Material testing standards
Material testing standards, such as those from ASTM, ISO, and EN, lay the groundwork for evaluating material properties like strength, durability, and consistency. These standards specify everything from test procedures and sample preparation to equipment calibration and result evaluation. They ensure that tests using testing machines are carried out in a comparable, reliable manner, no matter which lab or region.
| Standard | Scope | Example Applications |
|---|---|---|
| ASTM D638 | Tensile properties of plastics | Evaluating strength and elongation in polymer samples |
| ASTM E8 | Tension testing of metallic materials | Determining yield strength and ductility in metals |
| ISO 178 | Flexural properties of plastics | Measuring bending strength and stiffness of polymers |
| ISO 527 | Tensile testing of plastics | Used for films, sheets, and molded plastics |
| EN 10002 | Tensile testing of metallic materials (Europe) | Standard for mechanical testing of metals in the EU |
| ISO 7500-1 | Verification of testing machines | Calibration and accuracy control for universal testing machines |
STEP Lab testing solutions: EA and UD Series
Electromechanical actuators (Ball screw type)
Electromechanical actuators use a rotating motor connected to a precision ball screw that converts rotary motion into linear movement. These systems are highly controllable, energy efficient, and robust. They are widely used in structural testing, fatigue testing, and in any application requiring precise displacement or force over long durations.
Key features:
- High force capacity
- Precise control at low speed
- Longer stroke capabilities
- Lower power consumption
Electrodynamic actuators (Linear motor type)
Electrodynamic actuators produce direct linear motion without any mechanical transmission elements. The force is generated by a magnetic field acting on a moving coil or magnet. These systems excel at high-speed, high-frequency applications where fast response and low inertia are critical.
Key features:
- High dynamic response (up to 1000 Hz)
- Low maintenance due to no mechanical contact
- Ideal for vibration, impact, or NVH testing
- Compact and clean design
- Requires active cooling and high-power electronics
Conclusion
Materials testing is the foundation of safe and reliable engineering. From tensile testing and hardness testing to fatigue and impact tests, every method provides essential data about how materials perform in real-world conditions.
Interested in materials testing machines? Discover how electromechanical and electrodynamic systems by STEP Lab can bring accuracy, safety, and efficiency to your laboratory.
FAQ
Why is materials testing important?
Materials testing ensures that metals, plastics, composites, and other materials perform safely and reliably in real applications. Without it, industries like aerospace, automotive, or construction would face higher risks of failure and costly recalls.

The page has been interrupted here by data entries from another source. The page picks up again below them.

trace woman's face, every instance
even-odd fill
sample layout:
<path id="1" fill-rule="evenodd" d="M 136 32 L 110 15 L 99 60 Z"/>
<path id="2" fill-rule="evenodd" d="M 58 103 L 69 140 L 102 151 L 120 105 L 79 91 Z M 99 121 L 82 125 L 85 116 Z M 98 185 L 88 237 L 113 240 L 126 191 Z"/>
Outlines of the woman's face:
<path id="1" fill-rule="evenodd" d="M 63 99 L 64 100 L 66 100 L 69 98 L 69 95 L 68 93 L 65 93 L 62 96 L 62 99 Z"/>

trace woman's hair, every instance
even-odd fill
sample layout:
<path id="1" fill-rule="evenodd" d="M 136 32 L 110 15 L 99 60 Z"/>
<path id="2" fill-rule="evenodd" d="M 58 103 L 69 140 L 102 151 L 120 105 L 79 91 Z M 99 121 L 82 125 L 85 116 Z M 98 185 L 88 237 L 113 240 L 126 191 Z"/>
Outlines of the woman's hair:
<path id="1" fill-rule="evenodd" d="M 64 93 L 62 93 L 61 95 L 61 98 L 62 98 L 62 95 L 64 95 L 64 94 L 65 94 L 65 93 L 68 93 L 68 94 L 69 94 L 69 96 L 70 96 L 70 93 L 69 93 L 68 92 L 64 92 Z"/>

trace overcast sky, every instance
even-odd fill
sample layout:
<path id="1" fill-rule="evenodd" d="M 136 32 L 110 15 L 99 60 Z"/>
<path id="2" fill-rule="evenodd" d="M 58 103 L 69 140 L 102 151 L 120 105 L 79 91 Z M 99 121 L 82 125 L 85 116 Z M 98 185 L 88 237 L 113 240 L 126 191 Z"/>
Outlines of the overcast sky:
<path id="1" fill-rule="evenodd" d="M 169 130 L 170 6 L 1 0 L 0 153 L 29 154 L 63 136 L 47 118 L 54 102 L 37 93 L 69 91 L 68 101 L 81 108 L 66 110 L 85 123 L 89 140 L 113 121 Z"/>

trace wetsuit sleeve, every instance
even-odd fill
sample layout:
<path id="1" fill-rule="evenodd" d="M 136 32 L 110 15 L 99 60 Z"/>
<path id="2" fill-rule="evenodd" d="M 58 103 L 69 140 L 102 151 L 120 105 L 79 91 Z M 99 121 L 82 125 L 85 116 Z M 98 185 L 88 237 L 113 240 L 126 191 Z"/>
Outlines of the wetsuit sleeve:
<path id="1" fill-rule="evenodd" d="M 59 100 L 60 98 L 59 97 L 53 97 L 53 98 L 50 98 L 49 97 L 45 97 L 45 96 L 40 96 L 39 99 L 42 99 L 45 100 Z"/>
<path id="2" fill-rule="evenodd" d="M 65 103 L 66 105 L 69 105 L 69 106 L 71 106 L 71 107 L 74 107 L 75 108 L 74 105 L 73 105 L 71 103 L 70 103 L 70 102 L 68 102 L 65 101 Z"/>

What is the difference between destructive and non-destructive testing?
Destructive testing pushes a material to the point of failure (e.g., tensile, compression, or impact tests) to measure its limits. Non-destructive testing (like ultrasound or X-ray) checks integrity without damaging the sample, making it useful for finished products.
What type of machines are used for materials testing?
Materials testing requires specialized equipment, such as universal testing machines for tensile and compression tests, fatigue systems for cyclic loading, and impact testers for toughness. Advanced systems like those from STEP Lab integrate multiple test types in one solution for flexibility and efficiency.
What are the main standards for materials testing?
The key standards come from ASTM, ISO, and EN. ASTM (e.g., ASTM D638, ASTM E8) is widely used in the U.S. and globally, ISO (e.g., ISO 527, ISO 178) sets international guidelines, and EN covers European norms (e.g., EN 10002). Sector-specific bodies like TAPPI also define tests for materials such as paper.